Banda Aceh — nusaone.id
Wakil Gubernur Aceh, Fadhlullah, menyampaikan apresiasi kepada Presiden Republik Indonesia, Prabowo Subianto, atas keputusan mengembalikan anggaran Transfer ke Daerah (TKD) Aceh sebesar Rp1,7 triliun pada Tahun Anggaran 2026.
Anggaran TKD Aceh sebelumnya sempat dipangkas akibat efisiensi fiskal nasional. Namun, melalui komunikasi intensif Wakil Ketua DPR RI Sufmi Dasco Ahmad dengan Presiden, anggaran Aceh kini kembali utuh.
Pengembalian TKD Aceh diputuskan dalam Rapat Koordinasi Satuan Tugas Pemulihan Pascabencana DPR RI dan Satgas Percepatan Rehabilitasi dan Rekonstruksi Aceh, Sumatera Utara, dan Sumatera Barat yang digelar di Banda Aceh. Menteri Keuangan RI Purbaya Yudhi Sadewa memastikan alokasi anggaran Aceh tidak dipotong.
Fadhlullah menekankan percepatan pencairan bantuan pascabencana, termasuk uang harian Rp15 ribu per jiwa bagi korban rumah rusak berat, agar masyarakat tidak terlalu lama tinggal di pengungsian.
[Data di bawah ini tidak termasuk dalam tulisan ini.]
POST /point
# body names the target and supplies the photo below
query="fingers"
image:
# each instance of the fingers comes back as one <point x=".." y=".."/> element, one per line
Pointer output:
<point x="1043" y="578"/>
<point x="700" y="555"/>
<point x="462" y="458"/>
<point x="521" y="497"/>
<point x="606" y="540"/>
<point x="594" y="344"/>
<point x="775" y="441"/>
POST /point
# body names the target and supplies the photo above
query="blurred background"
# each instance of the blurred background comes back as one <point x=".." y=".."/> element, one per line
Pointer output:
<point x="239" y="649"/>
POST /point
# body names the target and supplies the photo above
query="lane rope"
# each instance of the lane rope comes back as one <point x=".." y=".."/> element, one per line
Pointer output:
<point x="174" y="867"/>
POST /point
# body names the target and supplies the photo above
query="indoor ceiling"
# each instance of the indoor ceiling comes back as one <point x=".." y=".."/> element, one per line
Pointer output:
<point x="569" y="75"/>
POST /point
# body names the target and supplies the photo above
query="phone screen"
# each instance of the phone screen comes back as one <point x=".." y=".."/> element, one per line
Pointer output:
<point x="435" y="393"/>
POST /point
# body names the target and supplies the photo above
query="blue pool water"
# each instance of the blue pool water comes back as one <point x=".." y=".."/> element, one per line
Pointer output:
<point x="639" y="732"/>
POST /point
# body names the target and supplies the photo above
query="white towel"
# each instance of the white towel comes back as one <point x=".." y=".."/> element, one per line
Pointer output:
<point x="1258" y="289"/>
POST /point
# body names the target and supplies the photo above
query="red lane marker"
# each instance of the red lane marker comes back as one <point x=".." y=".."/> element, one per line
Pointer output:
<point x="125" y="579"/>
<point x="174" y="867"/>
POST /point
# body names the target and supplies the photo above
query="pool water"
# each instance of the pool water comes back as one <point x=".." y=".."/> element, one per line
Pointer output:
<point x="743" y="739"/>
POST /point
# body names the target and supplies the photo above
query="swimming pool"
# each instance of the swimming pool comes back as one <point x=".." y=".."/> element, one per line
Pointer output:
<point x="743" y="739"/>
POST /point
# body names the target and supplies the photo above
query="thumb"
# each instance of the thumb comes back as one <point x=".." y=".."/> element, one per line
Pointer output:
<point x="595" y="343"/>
Selain itu, Wagub Aceh menyoroti besaran bantuan pembangunan rumah layak huni dari pemerintah pusat. Saat ini, bantuan masih Rp60 juta untuk rumah rusak berat, Rp30 juta rusak sedang, dan Rp15 juta rusak ringan, sementara standar pembangunan rumah layak huni di Aceh mencapai Rp98 juta per unit. Fadhlullah berharap besaran bantuan dapat disesuaikan agar pemulihan pascabencana lebih cepat dan berkualitas.
“Dengan kembalinya TKD Aceh, kami optimistis proses rehabilitasi dan rekonstruksi pascabencana dapat berjalan lebih lancar dan efektif,” pungkas Fadhlullah.